Most institutional money managers and asset allocation advisories don't count currencies as an asset class, in that they don't apportion a percentage of their assets exclusively for currency investments. Currency is still a crucial part of all international investors' considerations, but it's usually not treated as a separate asset class by investors other than globally-oriented hedge funds.
Why not? After all, currencies frequently provide a source of significant alpha and uncorrelated returns. And some investors do extremely well in currency investing. For example, in Inside the House of Money, the manager of a significant family investment fund, Falcon Management, says:
- [F]oreign exchange is a whole area of risk premia that none of the real money [long only] funds are earning.
- Back to the smart real money (long-only] funds, Yale has seven asset categories where they look to extract risk premia and Harvard has eleven. The question is, why doesn't Harvard throw in a twelfth category? They should be looking at other uncorrelated markets such as foreign exchange for more sources of risk premia. Once they identify new sources, they can allocate X% and, in a Markowitz sense, run an efficient frontier to come up with what the correct allocation should be. But they don't do it. Asset categories like foreign exchange or options are not thought of as an asset category where risk premia can be earned.
- As a hedge fund, we'll look anywhere for opportunities. The currency markets are a place where global macro hedge funds especially earn risk premia. I can name three risk premia in currencies that I don't think any real money manager has ever attempted to earn on a systematic basis: (1) High yielding versus lower yielding currencies.... 92) Short-dated volatility is too high because of an insurance premium component in short-dated options....(3) Longer-dated options are priced expensively versus future daily volatility, but cheaply versus the drift in the future spot price....
- The large inefficiencies do not get arbitraged out because there's very little capital that actually gets allocated toward extracting value over multiple years. Everybod who's allocating money to hedge funds has monthly or quarterly redemption clauses, which force hedge funds to manage to those liquidity paramaters, and that's not at all the way to wealth.
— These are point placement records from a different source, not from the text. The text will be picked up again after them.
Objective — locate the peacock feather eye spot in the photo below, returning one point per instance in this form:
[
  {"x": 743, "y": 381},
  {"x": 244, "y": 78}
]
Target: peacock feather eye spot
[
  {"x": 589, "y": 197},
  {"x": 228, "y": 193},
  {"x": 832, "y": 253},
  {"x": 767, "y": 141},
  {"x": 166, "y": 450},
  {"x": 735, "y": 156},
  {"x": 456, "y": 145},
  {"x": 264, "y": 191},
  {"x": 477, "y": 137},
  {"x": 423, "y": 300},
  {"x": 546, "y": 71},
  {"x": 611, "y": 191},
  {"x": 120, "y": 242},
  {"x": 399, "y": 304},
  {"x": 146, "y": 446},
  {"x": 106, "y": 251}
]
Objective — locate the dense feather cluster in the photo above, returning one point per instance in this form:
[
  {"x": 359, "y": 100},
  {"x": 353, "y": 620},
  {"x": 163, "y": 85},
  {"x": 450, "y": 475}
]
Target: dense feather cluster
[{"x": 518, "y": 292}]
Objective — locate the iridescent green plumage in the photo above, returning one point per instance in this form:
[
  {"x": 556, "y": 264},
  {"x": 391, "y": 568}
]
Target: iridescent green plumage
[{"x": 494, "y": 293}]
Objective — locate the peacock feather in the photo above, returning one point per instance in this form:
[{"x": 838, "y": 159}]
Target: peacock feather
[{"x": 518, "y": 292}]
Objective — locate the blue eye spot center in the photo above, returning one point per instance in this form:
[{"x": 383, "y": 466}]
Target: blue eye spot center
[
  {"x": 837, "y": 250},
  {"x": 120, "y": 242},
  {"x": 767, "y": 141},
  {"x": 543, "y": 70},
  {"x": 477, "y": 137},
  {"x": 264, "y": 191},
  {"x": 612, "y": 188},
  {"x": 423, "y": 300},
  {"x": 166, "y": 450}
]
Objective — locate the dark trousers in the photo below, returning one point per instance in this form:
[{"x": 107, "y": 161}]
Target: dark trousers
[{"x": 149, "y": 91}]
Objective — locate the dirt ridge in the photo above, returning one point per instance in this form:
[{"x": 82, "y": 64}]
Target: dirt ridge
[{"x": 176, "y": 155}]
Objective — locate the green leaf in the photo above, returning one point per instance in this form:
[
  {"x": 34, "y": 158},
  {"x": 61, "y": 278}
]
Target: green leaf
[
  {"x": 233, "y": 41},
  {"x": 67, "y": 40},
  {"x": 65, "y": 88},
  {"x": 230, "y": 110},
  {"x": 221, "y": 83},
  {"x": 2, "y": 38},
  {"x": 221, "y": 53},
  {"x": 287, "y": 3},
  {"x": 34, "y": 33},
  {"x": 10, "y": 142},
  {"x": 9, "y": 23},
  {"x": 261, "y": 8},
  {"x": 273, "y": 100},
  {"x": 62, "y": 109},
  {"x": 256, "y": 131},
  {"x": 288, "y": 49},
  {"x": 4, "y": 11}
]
The traditional reason why currency isn't regarded as an asset class is that there's no "expected return." The currencies taken together are a "zero-sum" game, versus other asset classes where everyone can win. But for some investors, active management of currencies are creating consistently strong returns that institutional asset allocators (such as pension funds, insurance companies, charitable organizations, etc) may stop ignoring.